Finance Minister Nirmala Sitharaman announced that the Union Cabinet was approved the merger of 10 public sector banks including Allahabad Bank, Andhra Bank, and OBC into four bigger and stronger banks effective from 01 April 2020. Following the consolidation, there will be seven large public sector banks (PSBs), and five smaller ones.

Reserve Bank of India said Oriental Bank of Commerce and United Bank of India will merge into Punjab National Bank, Allahabad Bank into Indian Bank, Andhra Bank and Corporation Bank into Union Bank of India Starting from 1st April.
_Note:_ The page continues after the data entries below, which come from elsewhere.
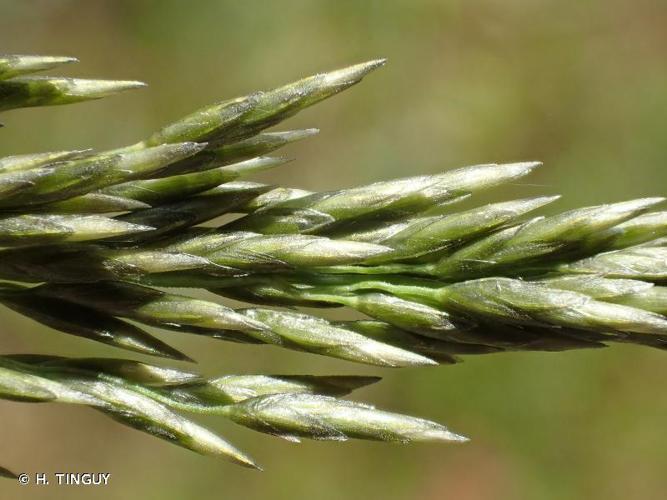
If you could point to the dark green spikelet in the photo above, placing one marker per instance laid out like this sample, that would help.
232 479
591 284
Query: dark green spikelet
86 237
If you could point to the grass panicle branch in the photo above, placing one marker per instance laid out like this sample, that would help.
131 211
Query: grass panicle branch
92 241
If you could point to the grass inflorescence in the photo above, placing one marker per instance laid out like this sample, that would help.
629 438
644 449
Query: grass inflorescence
91 243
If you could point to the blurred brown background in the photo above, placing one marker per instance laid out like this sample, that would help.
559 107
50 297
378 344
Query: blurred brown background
579 85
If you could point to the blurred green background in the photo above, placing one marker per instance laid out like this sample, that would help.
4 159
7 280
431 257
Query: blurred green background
581 86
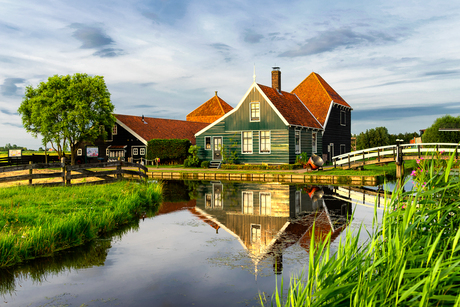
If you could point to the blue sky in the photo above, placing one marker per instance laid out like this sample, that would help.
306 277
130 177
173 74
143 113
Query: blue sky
397 63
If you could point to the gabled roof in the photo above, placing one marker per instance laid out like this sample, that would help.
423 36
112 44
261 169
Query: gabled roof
210 111
290 107
159 128
318 96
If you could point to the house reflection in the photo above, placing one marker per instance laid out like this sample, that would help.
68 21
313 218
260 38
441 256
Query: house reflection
267 218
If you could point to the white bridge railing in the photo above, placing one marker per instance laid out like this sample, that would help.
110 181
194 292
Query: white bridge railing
376 154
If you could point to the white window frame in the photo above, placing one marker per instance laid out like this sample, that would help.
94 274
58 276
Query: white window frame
268 144
343 116
205 143
247 207
255 118
250 150
314 142
298 150
265 203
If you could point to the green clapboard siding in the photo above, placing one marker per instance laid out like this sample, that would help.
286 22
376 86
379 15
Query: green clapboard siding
282 137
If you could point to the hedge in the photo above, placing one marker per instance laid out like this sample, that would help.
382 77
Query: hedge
168 150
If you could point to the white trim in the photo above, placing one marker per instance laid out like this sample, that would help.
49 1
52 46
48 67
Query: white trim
253 86
251 197
242 143
269 139
250 112
260 203
132 132
300 141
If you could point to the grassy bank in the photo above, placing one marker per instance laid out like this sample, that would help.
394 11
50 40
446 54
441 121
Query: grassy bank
411 259
37 221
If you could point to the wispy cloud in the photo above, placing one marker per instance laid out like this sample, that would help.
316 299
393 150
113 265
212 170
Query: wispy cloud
330 40
9 87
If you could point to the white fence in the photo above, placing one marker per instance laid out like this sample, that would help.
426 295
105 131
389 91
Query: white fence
377 154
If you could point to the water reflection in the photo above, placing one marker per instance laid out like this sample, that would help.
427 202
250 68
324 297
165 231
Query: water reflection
270 217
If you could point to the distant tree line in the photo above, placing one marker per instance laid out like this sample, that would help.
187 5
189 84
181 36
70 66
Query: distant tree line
379 136
14 146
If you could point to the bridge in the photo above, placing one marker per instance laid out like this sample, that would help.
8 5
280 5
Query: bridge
393 153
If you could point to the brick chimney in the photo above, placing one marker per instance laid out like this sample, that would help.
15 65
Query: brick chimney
276 78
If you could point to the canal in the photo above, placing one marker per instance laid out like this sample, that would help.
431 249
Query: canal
212 243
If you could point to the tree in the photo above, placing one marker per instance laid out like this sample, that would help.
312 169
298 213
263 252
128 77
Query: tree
433 135
373 138
67 110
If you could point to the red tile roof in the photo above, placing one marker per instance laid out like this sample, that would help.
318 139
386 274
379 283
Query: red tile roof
160 128
210 111
290 107
317 95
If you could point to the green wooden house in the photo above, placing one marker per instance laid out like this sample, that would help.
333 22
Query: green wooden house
267 126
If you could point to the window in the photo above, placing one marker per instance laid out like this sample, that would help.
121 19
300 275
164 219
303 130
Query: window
313 142
207 142
265 204
248 206
247 142
255 111
343 118
255 233
297 141
265 146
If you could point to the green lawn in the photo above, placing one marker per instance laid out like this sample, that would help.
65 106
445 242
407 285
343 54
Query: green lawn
37 221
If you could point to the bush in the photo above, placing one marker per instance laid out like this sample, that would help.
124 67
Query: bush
169 151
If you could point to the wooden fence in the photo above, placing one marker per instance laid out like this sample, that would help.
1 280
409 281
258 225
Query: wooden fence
113 171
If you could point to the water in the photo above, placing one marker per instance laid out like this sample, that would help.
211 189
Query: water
211 244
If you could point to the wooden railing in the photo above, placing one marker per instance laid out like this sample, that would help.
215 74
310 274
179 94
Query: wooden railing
385 154
69 174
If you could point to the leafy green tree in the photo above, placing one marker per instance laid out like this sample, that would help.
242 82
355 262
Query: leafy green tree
433 135
67 110
373 138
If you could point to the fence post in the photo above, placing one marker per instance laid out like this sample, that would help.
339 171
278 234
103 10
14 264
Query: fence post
64 177
30 173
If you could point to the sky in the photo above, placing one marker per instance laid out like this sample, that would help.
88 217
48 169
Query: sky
396 63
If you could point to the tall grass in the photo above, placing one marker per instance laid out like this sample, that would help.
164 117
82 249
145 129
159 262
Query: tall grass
411 259
37 221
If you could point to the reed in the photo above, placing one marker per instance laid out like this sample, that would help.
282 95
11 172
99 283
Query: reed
38 221
411 259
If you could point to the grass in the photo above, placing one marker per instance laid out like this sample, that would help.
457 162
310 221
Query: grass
38 221
411 259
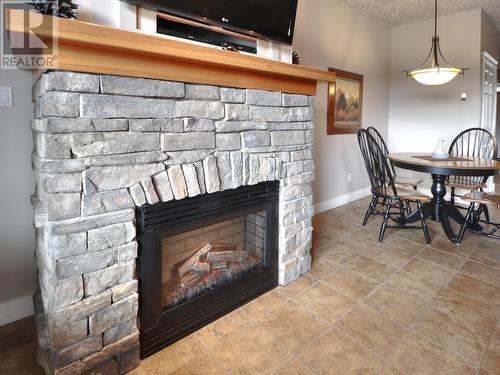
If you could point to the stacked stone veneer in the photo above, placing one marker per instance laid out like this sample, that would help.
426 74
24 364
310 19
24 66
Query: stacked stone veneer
104 145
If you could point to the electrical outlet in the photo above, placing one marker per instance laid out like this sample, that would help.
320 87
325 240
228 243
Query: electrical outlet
5 96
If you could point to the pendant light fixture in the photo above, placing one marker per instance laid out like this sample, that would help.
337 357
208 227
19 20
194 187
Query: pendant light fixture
435 70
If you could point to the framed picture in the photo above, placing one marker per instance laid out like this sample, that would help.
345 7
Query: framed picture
345 100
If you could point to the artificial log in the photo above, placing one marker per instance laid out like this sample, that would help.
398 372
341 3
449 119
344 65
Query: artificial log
226 256
223 247
194 263
218 265
190 279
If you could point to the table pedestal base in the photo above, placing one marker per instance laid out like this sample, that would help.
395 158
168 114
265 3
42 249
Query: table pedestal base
439 210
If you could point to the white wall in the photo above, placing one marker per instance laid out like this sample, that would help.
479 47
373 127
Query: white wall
328 33
419 114
490 36
17 265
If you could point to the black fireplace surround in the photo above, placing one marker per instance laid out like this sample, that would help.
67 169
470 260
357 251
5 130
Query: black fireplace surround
162 325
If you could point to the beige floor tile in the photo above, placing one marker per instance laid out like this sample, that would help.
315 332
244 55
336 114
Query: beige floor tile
476 289
389 370
492 358
264 304
356 243
389 256
21 360
420 356
372 329
336 354
482 371
175 357
340 255
226 326
372 230
322 267
455 335
442 258
404 245
371 268
417 235
294 326
443 244
435 274
467 310
17 334
297 287
251 350
414 285
482 272
295 367
323 240
487 252
351 283
400 307
203 364
325 302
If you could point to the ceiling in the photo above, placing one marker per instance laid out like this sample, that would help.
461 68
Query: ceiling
398 12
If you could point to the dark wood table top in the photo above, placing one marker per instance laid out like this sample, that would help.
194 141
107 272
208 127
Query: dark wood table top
457 166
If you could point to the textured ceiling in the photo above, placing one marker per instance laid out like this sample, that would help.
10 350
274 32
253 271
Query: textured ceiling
398 12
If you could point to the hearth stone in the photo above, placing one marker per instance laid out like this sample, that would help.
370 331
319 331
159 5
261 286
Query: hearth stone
104 145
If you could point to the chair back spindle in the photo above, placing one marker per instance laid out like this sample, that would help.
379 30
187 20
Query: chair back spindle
377 167
475 143
381 143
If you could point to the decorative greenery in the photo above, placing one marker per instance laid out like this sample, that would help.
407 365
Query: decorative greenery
65 8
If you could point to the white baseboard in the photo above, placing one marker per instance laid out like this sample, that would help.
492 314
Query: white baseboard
16 309
339 201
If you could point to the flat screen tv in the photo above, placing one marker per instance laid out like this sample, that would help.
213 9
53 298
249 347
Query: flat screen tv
265 19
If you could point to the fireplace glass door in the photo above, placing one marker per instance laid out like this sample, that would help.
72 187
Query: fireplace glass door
202 257
205 258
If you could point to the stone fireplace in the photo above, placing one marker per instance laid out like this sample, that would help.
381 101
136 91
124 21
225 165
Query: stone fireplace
106 148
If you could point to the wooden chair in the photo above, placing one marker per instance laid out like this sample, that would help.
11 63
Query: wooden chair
402 181
477 143
384 187
399 181
473 217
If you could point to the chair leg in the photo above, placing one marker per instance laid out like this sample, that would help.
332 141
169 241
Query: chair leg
470 213
486 213
408 208
424 224
402 212
384 223
370 209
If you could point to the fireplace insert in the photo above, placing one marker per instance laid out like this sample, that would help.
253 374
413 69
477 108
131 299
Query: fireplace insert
202 257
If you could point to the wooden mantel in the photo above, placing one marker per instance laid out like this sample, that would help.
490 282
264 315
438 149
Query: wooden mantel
86 47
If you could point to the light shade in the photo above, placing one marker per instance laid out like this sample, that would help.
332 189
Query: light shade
435 76
435 70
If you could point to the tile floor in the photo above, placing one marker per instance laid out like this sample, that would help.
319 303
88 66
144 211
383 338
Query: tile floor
397 308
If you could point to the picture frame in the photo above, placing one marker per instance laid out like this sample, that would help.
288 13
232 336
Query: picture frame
345 103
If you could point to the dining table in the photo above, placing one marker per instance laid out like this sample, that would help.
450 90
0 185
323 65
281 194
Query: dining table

And, all branches of Syndicate Bank will function as branches of Canara Bank from the next month. 

Punjab National Bank, the anchor bank will become the country’s second-largest bank, with business size of Rs 17.94 lakh crore, after SBI which has the business of over Rs 52 lakh crore and Bank of Baroda will become the third-largest bank, followed by Canara Bank, Union Bank of India, Bank of India, and Indian Bank.

The merger of Oriental Bank of Commerce and United Bank of India into Punjab National Bank Scheme, dated March 4, 2020, issued by the Government of India was published under Extraordinary Part II-Section 3-Sub-section (i) in the Gazette of India sanctioning the merger of Oriental Bank of Commerce and United Bank of India into Punjab National Bank in terms of section 9 of the Banking Companies (Acquisition and Transfer of Undertakings) Act, 1970.

Sitharaman pointed out the operating profit of the resulting lender has improved and retail loans are now sanctioned in 11 days (average) from 23 days earlier after Dena Bank and Vijaya Bank were merged with Bank of Baroda.

Sitharaman said the mega consolidation would provide a lot of benefits to the merger banks and the benefits as follows:

  • It will result in the creation of seven large PSBs with scale and national reach, with each merger bank having a business of over Rs 8 lakh crore.
  • The consolidation would help banks to create scale comparable to global banks and capable of competing effectively in India and globally.
  • Greater Scale and synergy would lead to cost benefits and that should enable the PSBs to increase their competitiveness and positively impact the Indian banking system.
  • The merger plan would provide strength to merged organizations by increasing their ability to support larger ticket-size lending and have competitive operations by virtue of greater financial capacity.
  • Adoption of best practices would enable the banks to improve their cost efficiency and risk management and boost the goal of financial inclusion through wider reach.